Works of fiction can very effectively act as a blank canvas for their readers, particularly works of sci-fi and fantasy. It is the same with Tolkien and race: so many conflicting theories about the subject have been projected onto his tales, they now even have their own lengthy Wikipedia page

On the one hand, in LotR there were plenty of different sub-races like elves, men, dwarves and Hobbits who all unite to defeat Sauron’s evil. So, you could claim Tolkien was a multiculturalist. On the other hand, the forces of darkness like the orcs and goblins have swarthy complexions, whereas the elves, etc, are white-skinned, so perhaps you could say the precise opposite. Meloni herself has said that the different good races all working together, yet from separate racial sub-kingdoms, taught her the “value of specificity,” an allegory for the innate superiority of national sovereignty, not pooled sovereignty, as with the EU and UN.  

Or maybe the orcs, with their slanted eyes, are supposed to be Central Asian Mongol-types, like the ancient hordes of Attila the Hun?

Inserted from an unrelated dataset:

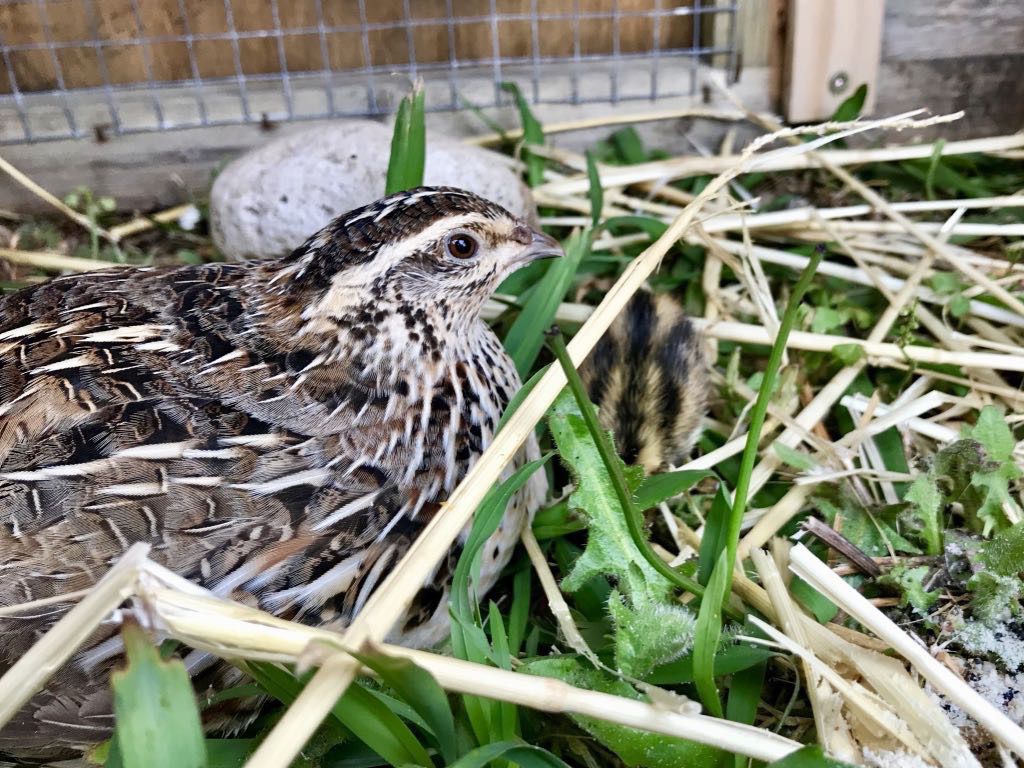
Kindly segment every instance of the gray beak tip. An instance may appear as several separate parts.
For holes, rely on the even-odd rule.
[[[530,261],[538,259],[552,259],[557,256],[564,256],[562,246],[551,235],[534,231],[533,238],[527,248],[527,258]]]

Some have spied a “moral geography” to Middle Earth, with the North and West being good, in terms of the Shire, and the East and South being evil, in terms of the wicked Land of Mordor. Is this East versus West dichotomy just a coded reflection of Cold War geopolitics? 

And what about the fact that Tolkien’s dwarves, by his own admission, spoke a Semitic language? As they are greedy for dragons’ gold in his tales, was he using his shrunken sub-men to spread anti-Semitic stereotypes

Or, on the other hand … was Tolkien perhaps just writing harmless fantasy novels that have since come to be grossly misinterpreted by persons of any and all political persuasions? After all, some left-wing hippie-type fans think they are pro-marijuana propaganda, as the Hobbits in them smoke a local form of ‘weed’. What would the family-friendly Meloni think of that particular ‘Drug-Lord of the Rings’ interpretation, I wonder? Probably about as little as doped-up hippies think about her own wild misreading of Tolkien’s texts, I would guess.